Si les grèves portent davantage leurs fruits aux Etats-Unis qu’en France, c’est en partie parce que les syndicats recrutent des professionnels de « l’organizing » afin de mobiliser les troupes. Il y a beaucoup de travail fait en amont des grèves, alors que celles-ci sont relativement prédictibles car elles se déroulent lors des négociations des accords salariaux. Ce travail de terrain implique de multiples discussions en face à face entre le syndicat et les syndiqués pour juger de l’appétit pour une grève, de la colère et des revendications afin de pouvoir déclencher une grève qui soit massivement suivie et reconduite jusqu’à la victoire. C’est un travail de fourmi méticuleusement accompli sur le terrain durant les mois précédents la grève et qui en réalité permet souvent d’éviter la grève. Récemment, l’exemple le plus frappant concerne les 340 000 livreurs de l’entreprise UPS qui ont obtenu des hausses de salaire de 20 à 40 % sans faire grève, tout simplement parce que le syndicat avait fait un tel travail en amont que le patronat avait compris que la grève serait longue, suivie et qu’elle serait extrêmement coûteuse pour l’entreprise.
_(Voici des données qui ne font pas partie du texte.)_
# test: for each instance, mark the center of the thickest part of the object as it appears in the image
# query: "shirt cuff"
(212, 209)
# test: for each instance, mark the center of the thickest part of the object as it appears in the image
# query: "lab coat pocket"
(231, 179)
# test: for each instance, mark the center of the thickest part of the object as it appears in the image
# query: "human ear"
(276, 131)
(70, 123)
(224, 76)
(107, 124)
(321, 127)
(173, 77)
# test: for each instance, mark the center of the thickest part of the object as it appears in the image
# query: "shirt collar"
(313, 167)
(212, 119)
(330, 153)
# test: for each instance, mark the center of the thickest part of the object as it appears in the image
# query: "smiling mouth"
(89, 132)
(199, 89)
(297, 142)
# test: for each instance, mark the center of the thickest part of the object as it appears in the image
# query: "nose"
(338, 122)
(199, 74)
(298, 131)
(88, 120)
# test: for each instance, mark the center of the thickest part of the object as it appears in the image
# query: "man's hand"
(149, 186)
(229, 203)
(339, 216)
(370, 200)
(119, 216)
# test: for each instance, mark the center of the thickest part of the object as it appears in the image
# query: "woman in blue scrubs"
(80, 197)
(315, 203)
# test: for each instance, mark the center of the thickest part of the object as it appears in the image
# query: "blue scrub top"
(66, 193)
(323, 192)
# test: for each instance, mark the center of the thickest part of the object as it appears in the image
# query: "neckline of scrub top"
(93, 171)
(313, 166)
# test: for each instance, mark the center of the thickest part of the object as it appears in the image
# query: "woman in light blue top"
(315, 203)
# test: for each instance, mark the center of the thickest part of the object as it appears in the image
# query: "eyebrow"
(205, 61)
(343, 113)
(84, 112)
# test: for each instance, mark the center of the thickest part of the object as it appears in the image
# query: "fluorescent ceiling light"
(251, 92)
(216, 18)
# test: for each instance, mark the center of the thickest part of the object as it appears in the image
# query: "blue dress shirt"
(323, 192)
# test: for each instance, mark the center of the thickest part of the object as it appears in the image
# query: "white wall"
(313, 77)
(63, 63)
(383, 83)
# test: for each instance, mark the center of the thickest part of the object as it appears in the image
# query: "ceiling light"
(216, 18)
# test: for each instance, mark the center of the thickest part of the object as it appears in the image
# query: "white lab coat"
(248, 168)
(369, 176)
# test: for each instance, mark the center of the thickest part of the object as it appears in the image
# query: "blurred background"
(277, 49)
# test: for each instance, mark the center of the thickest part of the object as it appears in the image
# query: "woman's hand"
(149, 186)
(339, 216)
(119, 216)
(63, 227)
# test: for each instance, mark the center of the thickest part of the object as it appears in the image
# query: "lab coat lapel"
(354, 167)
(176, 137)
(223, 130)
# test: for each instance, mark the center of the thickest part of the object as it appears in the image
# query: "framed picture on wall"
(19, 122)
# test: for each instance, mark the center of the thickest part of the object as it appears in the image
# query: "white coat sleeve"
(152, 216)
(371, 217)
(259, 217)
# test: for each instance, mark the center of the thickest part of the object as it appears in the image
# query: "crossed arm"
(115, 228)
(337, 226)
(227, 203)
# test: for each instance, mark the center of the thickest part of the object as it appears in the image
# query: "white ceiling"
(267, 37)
S’il y a une chose que le syndicalisme français peut apprendre du syndicalisme américain, c’est cette capacité à organiser les salariés en amont des conflits sociaux et de déclencher ces derniers avec stratégie. Contrairement à ce qu’aiment répéter les directions syndicales françaises, la grève se décrète et il existe bien un bouton permettant de mettre la production à l’arrêt. Mais pour disposer de ce pouvoir, il faut faire le travail d’organisation en amont, travailleur par travailleur.